Full transparency on all of the voting activities along with analytics describing these activities are needed to provide further information to community members in order to allow them to make informed decisions. Here’s a non-exhaustive list of what to present to community members:

  • Document every member that voted
  • Display the amount of members that voted
  • A live feed on how close the proposal is to being executed
  • How many community members voted for each voting option
  • A link to the profile of each voter

Bounties

A governance platform should have a bounty option for general maintenance (i.e.: bug fixes) and minor project requests. This mechanism is the most efficient way for a community to request general upkeep tasks and minor improvements.

Hiring

DAO governance platforms with full functionality have the ability to facilitate hiring using features specific to that use case and not just using a normal discussion thread. A hiring thread can be organized in a way that easily gives voters access to the candidate's credentials, scope of work, past experience, and other important information that’s presented with a UI tailored to hiring.

Grants & Collectives

DAOs have increasingly been creating programs to facilitate the growth of their surrounding ecosystem. This often means providing funding in various ways to promising projects that are based on the DAO. Programs like this have almost become essential in growing a DAO. Large protocols like Uniswap, Compound, and Aave have recently set up large grant programs to grow the ecosystem surrounding them and to incentivize more bug fixes. Requests for proposals or RFPs allow DAO teams to encourage grant proposals outlining ideas that the team or community deems important for the DAO.

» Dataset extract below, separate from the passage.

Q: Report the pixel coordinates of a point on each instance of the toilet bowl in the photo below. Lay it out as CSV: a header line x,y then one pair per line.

Collectives are similar to grant programs but give the community control to use the allocated resources to fund whatever they want. This shift in power to the community allows for more use cases. Collective use cases include creating a power pool where interest from the tokens in the pool goes toward funding projects, creating funds for social tokens, and creating investment clubs where members can vote on where to allocate capital. Collectives like this can be the biggest program driving growth within a DAO.

Discussions

Giving community members capabilities to discuss all of the above activities within the same thread that they are occurring in is crucial in organizing and facilitating community engagement. Allowing discussion in a governance platform has been essential for a while. Now its becoming essential that discussion be organized and able to occur anywhere on the forum.

Every governance forum should also enable discussion threads on them for the sake of easy communication on the platform. Having discussions like this in the same place as governance activities are taking place may inform voters and allow them to discuss topics before acting on them.

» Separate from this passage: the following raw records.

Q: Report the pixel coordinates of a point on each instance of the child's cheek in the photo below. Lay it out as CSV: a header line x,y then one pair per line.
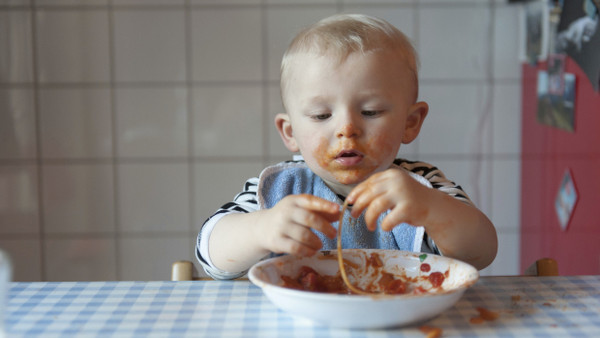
x,y
381,146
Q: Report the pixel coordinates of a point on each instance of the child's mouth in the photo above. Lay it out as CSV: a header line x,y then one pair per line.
x,y
349,157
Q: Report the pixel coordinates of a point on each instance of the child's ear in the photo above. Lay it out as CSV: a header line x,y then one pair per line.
x,y
416,115
284,126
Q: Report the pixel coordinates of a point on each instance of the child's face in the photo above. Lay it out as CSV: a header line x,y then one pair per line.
x,y
349,119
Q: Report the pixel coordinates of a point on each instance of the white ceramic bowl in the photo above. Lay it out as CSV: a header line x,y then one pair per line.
x,y
365,312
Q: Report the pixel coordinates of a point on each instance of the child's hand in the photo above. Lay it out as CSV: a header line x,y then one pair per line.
x,y
286,228
393,190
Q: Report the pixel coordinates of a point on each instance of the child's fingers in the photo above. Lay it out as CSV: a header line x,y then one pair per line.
x,y
318,220
377,206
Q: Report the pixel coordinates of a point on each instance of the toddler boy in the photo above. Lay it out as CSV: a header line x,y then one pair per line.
x,y
349,86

It can be a huge undertaking developing a governance platform with all the above capabilities and consistently staying up to date with governance developments. Commonwealth is a governance platform for decentralized communities that has all the capabilities mentioned in this blog (and more).

The mentioned characteristics of DAO governance are by no means the only features that a DAO community needs to govern in a way that facilitates growth and innovation. DAO governance is still very much a largely undiscovered field with new governance capabilities being developed and ideated on regularly.